# Grimbold Books signs The Heir to the North!



## chopper (Sep 12, 2014)

Testing, testing... is this thing on?

OK. 

*Heir To The North* is scheduled for publication in late 2015, through Grimbold Books. That sound you can hear is the sound of me cha-cha-cha-ing across the kitchen in my inimitable snake-hipped style.

Oh, you want _details_…?

Grimbold Books is a new and impressively ambitious small press based here in the UK. I spent a large portion of the Fantasycon weekend talking with Sammy Smith, who runs their Kristell Ink imprint, and each of us likes what the other is doing. It helps that I’ve read and thoroughly enjoyed *The Art of Forgetting: Rider*, by Joanne Hall, also published by Grimbold/Kristell Ink, and that Jo was onhand at the convention too.

“We’re absolutely delighted that Steve chose Kristell Ink to be his ‘home’ for the fantastic duology, Malessar’s Curse,” says Sammy. “The first of the two novels, *Heir to the North*, is perfectly paced, twisty, turny, epic fantasy with a wonderful female protagonist. Honestly, I could gush about it all day.”

It’s far too early to give a firm publication date, but it looks likely that Heir To The North will be released in time for Fantasycon in 2015. Of course, there will be details here as soon as I get them.

In the meantime, Grimbold Books are entering the last few days of a Kickstarter fundraising campaign. Being a small press, there’s a lot of things they’d love to do with a bit of extra money – put new releases up on NetGalley, for example, or outsource some of the design & editing work. Get some extra reach. From my point of view this can only be a good thing. While you’re waiting for the North to rise again (and it _will _rise…) please go have a look at what Sammy and Zoe want to do, and what they’re offering to their backers.

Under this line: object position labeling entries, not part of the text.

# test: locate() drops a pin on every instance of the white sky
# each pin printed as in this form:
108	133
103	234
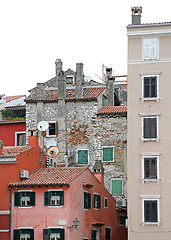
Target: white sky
34	33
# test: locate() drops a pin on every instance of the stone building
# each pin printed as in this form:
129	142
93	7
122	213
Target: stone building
86	124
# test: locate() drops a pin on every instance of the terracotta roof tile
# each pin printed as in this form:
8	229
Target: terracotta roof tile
52	95
51	176
112	110
13	151
11	98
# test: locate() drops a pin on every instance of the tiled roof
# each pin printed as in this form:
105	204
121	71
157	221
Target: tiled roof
13	151
52	95
51	176
113	110
11	98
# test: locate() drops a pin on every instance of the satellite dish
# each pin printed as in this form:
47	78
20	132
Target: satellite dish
42	126
50	143
53	151
87	78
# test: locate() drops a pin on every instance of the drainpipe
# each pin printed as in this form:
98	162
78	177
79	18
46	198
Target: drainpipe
10	212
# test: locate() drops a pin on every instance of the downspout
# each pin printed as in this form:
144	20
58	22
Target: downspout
10	213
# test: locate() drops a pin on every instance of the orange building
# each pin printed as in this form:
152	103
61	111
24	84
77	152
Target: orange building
16	163
63	203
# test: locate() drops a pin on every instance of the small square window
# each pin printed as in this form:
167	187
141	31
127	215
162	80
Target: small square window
116	186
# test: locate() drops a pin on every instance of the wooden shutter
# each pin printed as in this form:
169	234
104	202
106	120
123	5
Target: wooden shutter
46	198
116	186
32	198
82	156
108	154
16	199
45	234
16	234
89	200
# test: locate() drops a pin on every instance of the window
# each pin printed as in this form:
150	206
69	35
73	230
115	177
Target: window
54	198
151	210
24	234
150	49
122	219
20	138
82	156
107	233
52	130
24	199
108	154
53	234
150	87
87	200
150	167
96	201
150	128
105	202
116	186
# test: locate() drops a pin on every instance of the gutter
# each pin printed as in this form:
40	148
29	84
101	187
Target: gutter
10	213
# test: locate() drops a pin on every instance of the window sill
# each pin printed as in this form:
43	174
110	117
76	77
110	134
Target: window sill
151	223
149	139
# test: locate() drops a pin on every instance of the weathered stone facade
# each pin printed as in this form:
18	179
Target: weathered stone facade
83	129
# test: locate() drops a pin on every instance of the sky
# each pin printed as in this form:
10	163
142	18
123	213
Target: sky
34	33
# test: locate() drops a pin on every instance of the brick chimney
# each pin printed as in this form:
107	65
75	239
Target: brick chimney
136	15
79	79
1	146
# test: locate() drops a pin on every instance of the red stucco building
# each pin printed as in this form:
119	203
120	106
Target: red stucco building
16	163
45	206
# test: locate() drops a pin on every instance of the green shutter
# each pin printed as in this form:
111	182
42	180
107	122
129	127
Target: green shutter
46	198
16	234
116	186
32	198
82	156
108	154
16	199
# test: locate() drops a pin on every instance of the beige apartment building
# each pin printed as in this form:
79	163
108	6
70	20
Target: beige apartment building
149	129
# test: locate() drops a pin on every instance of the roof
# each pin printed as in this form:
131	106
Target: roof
112	110
90	93
13	151
51	177
11	98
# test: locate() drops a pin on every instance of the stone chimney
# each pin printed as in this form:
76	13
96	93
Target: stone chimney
79	80
1	146
110	87
58	63
136	15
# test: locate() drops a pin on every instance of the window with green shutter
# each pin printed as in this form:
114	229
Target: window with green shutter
82	156
108	154
117	186
54	198
24	199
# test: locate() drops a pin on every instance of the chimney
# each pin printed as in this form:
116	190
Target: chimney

I’m very happy, and very proud, to be working with them.


----------



## Boneman (Sep 12, 2014)

That is fantastic, Chopper, way to go!! Best of luck, and I look forward to being able to grip the book in my hands and read it. Many congratulations.


----------



## Abernovo (Sep 12, 2014)

That's great, chopper! Well done you.

Keep us up to date.


----------



## The Judge (Sep 12, 2014)

Great news, chopper.  Great, great, great!


----------



## thaddeus6th (Sep 12, 2014)

Great news, Chopper.


----------



## Jo Zebedee (Sep 12, 2014)

Congrats!


----------



## ratsy (Sep 12, 2014)

Congrats Chopper!


----------



## HareBrain (Sep 12, 2014)

Good news, Chopper! And good to see the epic got finished at last. They look a decent outfit.


----------



## Brian G Turner (Sep 12, 2014)

Well done - will be nice to feel a physical copy.


----------



## Foxbat (Sep 12, 2014)

Well done and best wishes for a success


----------



## chopper (Sep 12, 2014)

thank you, everybody; it's a big step into the unknown from here!


----------



## Teresa Edgerton (Sep 12, 2014)

Wonderful news!  Congratulations, and well done!


----------



## chopper (Sep 12, 2014)

Thanks, Teresa, that means a lot!


----------



## Ursa major (Sep 13, 2014)

Well done, Chopper! 

Congratulations.


----------



## Juliana (Sep 13, 2014)

Great news, Chopper! Congratulations!


----------



## Susan Boulton (Sep 13, 2014)

This is wonderful news! Been rooting for you for a long time! You deserve the success!


----------



## ctg (Sep 14, 2014)

Congratulations Chopper. Great news, and I hope the kickstarter goes fabulously as well!


----------



## chopper (Sep 14, 2014)

thank you, Panu, Sue & Juliana!


----------



## alchemist (Sep 14, 2014)

I missed this...

Congratulations chopper! And good luck with it!


----------



## Gary Compton (Sep 22, 2014)

Just seen this and bloody well done, old chap (kicks oneself in the leg for missing this one).

Good job and you deserve it my friend


----------



## millymollymo (Sep 22, 2014)

Congratulations and well done!


----------



## chopper (Sep 22, 2014)

cheers muchly, gary and mmm!


----------



## Culhwch (Sep 22, 2014)

I missed this too, but congratulations, chopper! Well deserved!


----------



## millymollymo (Sep 23, 2014)

Good Grief. (in one's best 'Charlie Brown') I've just figured out 'who' you are Chopper.   - Bit slow on the uptake today


----------



## chopper (Sep 23, 2014)

i did decide to hide the clues under my username...


----------



## millymollymo (Sep 24, 2014)

Sneaky of you.


----------



## chopper (Sep 24, 2014)

i have form


----------